The front camera on your iPhone has a secret weapon. The same tool as everyone else best iPhones use to make Memoji can also be used as a night vision camera for video chats. Even when the camera looks completely dark, you can activate Memoji and the caller will see you perfectly…albeit with the filter on. If you know how to set up Memojiyou now have night vision.
The front-facing camera on the iPhone, ever since iPhone X with a forehead notch, contains what Apple calls a TrueDepth sensor. The TrueDepth sensor is very similar to the technology used by Microsoft Xbox Kinect. It involves an infrared projector and a corresponding sensor camera.
The iPhone TrueDepth module sprays a series of invisible dots all over your face. If you wear glasses that are able to see into the infrared spectrum, you can actually see the dots and the pattern they make. The camera on the iPhone can detect and read the dots, and it analyzes the pattern to create a 3D model of your face and head.
Our friends at PatentlyApple have images from Apple’s TrueDepth technology patent, and you can see in the diagram what the IR dot projection looks like.
This is how face unlock works on iPhone. It uses the infrared camera to map your face and it matches this map with the original face unlock map it created. This is why a photo of your face shouldn’t fool your iPhone. It can detect depth, so a 2D image shouldn’t work.
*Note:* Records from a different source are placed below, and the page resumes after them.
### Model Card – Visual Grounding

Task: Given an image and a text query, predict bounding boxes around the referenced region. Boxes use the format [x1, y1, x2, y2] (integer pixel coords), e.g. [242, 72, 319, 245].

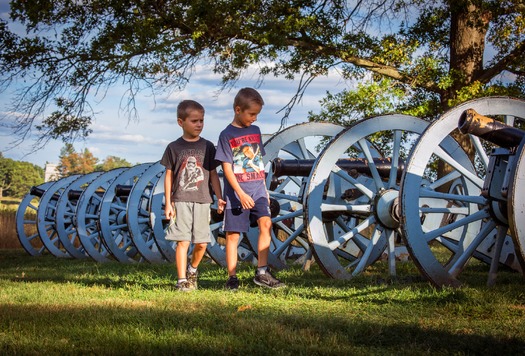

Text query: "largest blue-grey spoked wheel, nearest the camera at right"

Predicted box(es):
[400, 97, 525, 287]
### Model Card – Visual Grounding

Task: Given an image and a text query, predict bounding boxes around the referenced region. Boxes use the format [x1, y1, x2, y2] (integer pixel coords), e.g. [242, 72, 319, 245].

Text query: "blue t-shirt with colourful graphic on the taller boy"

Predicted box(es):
[215, 124, 268, 209]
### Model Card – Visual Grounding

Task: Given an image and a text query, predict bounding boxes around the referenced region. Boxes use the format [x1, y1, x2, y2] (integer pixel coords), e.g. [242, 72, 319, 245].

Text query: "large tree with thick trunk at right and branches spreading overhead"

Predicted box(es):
[0, 0, 525, 149]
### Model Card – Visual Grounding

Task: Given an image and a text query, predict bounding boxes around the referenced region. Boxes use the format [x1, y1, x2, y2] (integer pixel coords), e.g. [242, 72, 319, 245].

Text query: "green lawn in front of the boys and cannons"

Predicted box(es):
[0, 250, 525, 355]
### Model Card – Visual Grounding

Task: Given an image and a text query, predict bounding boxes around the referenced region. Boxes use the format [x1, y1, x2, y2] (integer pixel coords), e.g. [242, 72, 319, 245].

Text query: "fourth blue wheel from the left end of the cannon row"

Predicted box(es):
[76, 168, 128, 262]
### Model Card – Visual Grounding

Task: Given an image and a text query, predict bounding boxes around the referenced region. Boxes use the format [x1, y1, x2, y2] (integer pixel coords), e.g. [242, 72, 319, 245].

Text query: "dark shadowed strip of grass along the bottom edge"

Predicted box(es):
[0, 301, 525, 355]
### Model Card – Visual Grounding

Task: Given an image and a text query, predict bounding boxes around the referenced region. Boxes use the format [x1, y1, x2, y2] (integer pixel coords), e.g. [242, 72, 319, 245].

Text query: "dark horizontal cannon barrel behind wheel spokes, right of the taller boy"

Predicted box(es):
[272, 158, 405, 178]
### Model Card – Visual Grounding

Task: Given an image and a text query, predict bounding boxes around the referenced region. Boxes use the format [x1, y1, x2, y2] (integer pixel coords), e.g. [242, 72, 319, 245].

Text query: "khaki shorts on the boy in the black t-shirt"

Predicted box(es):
[166, 202, 211, 243]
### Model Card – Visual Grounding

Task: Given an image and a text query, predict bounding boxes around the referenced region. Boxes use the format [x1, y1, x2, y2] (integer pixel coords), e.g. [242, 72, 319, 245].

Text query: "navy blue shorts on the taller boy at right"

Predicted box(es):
[222, 198, 271, 232]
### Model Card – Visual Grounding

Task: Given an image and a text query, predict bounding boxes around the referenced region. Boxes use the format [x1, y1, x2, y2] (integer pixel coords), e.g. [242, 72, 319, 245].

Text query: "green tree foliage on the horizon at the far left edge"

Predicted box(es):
[0, 154, 44, 198]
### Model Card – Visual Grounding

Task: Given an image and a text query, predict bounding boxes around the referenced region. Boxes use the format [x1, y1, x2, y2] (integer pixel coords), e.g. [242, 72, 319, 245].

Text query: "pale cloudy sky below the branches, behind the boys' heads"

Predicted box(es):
[0, 0, 348, 167]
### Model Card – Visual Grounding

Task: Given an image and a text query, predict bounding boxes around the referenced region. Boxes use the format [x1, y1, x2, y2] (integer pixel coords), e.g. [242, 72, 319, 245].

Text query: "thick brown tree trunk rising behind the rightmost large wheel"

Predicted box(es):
[438, 0, 490, 176]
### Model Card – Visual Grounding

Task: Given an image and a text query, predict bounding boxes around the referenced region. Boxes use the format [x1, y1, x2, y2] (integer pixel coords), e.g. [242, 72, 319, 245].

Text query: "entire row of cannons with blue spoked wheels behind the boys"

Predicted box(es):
[16, 97, 525, 287]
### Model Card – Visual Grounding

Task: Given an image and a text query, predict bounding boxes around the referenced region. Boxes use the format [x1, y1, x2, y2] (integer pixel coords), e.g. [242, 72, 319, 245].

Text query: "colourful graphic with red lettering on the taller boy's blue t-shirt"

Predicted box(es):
[230, 135, 265, 182]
Because the camera is infrared, it works in total darkness. In a black room, the iPhone’s front-facing camera won’t be able to take a good photo, but it will be able to turn your head into a unicorn or a koala bear or a talking bunch of… well, you can play around with AR emoji and Memoji to find out for yourself.
How to get night vision in FaceTime using TrueDepth
To use TrueDepth for night vision in a FaceTime call, first start the call. The caller will have full screen and the camera view will appear in a smaller window. Tap the smaller window.
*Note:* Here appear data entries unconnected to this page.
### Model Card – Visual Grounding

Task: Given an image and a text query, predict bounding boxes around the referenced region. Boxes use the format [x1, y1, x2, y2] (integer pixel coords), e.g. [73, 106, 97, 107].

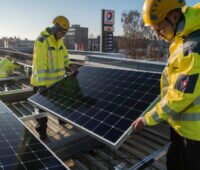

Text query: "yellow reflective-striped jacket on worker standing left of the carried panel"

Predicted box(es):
[31, 28, 70, 86]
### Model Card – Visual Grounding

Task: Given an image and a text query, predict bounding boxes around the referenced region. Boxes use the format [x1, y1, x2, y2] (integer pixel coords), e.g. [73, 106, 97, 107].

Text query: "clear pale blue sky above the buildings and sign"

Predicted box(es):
[0, 0, 199, 40]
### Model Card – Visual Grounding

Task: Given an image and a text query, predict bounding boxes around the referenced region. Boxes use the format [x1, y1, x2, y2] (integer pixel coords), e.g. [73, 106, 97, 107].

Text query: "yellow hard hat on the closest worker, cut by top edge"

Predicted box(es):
[142, 0, 185, 26]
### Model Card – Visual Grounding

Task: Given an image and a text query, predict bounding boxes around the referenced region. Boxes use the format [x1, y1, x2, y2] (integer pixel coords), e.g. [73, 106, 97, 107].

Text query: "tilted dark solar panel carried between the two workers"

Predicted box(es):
[29, 66, 160, 148]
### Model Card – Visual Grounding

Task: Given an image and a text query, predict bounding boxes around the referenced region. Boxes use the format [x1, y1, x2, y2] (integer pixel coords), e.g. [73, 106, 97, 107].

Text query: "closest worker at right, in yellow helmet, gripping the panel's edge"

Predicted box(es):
[133, 0, 200, 170]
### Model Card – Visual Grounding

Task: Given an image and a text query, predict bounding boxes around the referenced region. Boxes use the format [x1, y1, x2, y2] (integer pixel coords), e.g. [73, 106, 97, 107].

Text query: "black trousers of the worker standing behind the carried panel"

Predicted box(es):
[33, 87, 48, 136]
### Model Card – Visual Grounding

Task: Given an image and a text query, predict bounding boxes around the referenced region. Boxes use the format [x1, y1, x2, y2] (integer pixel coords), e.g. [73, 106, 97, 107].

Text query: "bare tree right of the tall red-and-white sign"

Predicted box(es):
[121, 10, 165, 60]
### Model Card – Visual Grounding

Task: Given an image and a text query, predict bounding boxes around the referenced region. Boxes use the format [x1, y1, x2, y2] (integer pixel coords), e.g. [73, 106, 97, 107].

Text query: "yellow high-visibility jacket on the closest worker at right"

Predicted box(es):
[144, 7, 200, 141]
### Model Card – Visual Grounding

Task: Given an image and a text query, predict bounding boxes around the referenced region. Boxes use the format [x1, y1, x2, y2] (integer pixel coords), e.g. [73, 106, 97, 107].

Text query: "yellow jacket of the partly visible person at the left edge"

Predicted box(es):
[0, 57, 17, 78]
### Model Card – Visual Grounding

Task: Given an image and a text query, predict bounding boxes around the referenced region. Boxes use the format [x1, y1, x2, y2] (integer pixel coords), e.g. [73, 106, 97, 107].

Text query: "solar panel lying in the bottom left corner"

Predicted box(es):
[0, 101, 67, 170]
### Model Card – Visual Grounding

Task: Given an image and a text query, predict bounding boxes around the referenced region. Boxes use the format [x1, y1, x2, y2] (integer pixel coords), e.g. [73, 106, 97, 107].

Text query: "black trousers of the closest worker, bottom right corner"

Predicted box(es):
[167, 128, 200, 170]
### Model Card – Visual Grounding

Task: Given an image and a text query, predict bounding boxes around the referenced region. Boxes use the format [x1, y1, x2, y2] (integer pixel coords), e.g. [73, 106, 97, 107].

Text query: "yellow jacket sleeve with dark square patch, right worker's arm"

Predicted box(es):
[144, 45, 200, 126]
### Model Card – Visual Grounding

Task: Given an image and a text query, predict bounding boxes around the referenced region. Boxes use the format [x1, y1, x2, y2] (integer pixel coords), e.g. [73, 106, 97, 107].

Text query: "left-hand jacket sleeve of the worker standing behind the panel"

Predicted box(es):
[33, 39, 48, 86]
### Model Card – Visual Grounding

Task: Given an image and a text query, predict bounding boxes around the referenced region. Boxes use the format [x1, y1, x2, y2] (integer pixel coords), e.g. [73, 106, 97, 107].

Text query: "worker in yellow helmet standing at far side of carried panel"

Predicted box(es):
[31, 16, 77, 139]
Tap the star icon at the bottom left of the smaller window. This opens the filter menu. You can choose to become a Memoji by tapping the first icon. If you haven’t created your own Memoji, now is a good time.
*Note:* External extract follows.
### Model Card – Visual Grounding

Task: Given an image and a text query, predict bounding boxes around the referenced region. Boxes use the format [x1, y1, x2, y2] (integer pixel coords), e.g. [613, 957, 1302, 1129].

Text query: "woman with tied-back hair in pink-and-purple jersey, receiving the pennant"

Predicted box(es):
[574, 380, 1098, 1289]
For a more natural look, tap the icon with green, red and blue circles to open the photo filters. The “Watercolor” filter uses the TrueDepth camera. Even in a completely dark room, you’ll be able to share a watercolor version of yourself, in color or black and white.
Will this work on my phone?
The TrueDepth camera is unique to Apple. If you have an iPhone with a notch, from iPhone X and later, or a iPhone 14 Pro or 14 Pro Max, you have the TrueDepth sensor. Your results will definitely vary depending on how new your iPhone model is.
We tried this night vision hack with an iPhone 14 Pro and an older one iPhone 11. The iPhone 14 Pro worked great and produced the screenshots you see in this story. The iPhone 11 could barely see our face, but even just a tiny bit of lighting helped and resulted in a successful filter.
Most other phone companies that offer a face unlock feature use simpler image recognition. The fancier versions of this feature will see if your face is moving, or if your eyes are blinking, to make sure the camera is seeing a real person and not a photograph.
Apple is unique in its use of infrared among the major phone manufacturers. Huawei and Xiaomi have used similar technology on phones, but Samsung and Google use a more basic camera setup for face unlock on phones that Galaxy S22 and Pixel 7.
More secrets in the iPhone camera
It would be cool to see Apple embrace this technology further and offer filters that provide a more accurate picture of us in the dark, especially for video chat. There’s also another secret weapon hiding on the back of the phone that could have similar implications.
The rear camera on the iPhone uses one LiDAR scanner, essentially a version of RADAR technology. Using this so-called “time of flight” data, the iPhone can create a virtual map of your surroundings.
So far, Apple has used these features almost exclusively for augmented reality (AR) in games and apps. It also helps the cameras with autofocus. The TrueDepth sensor shows us that there is a lot more potential for the IR technology on board, and we imagine that Apple has only just begun to unlock the LiDAR capabilities on the iPhone.
Future Apple AR products, especially one Apple glasses portable device, will likely rely heavily on both of these technologies. It will be interesting to see, literally, how they do in the dark.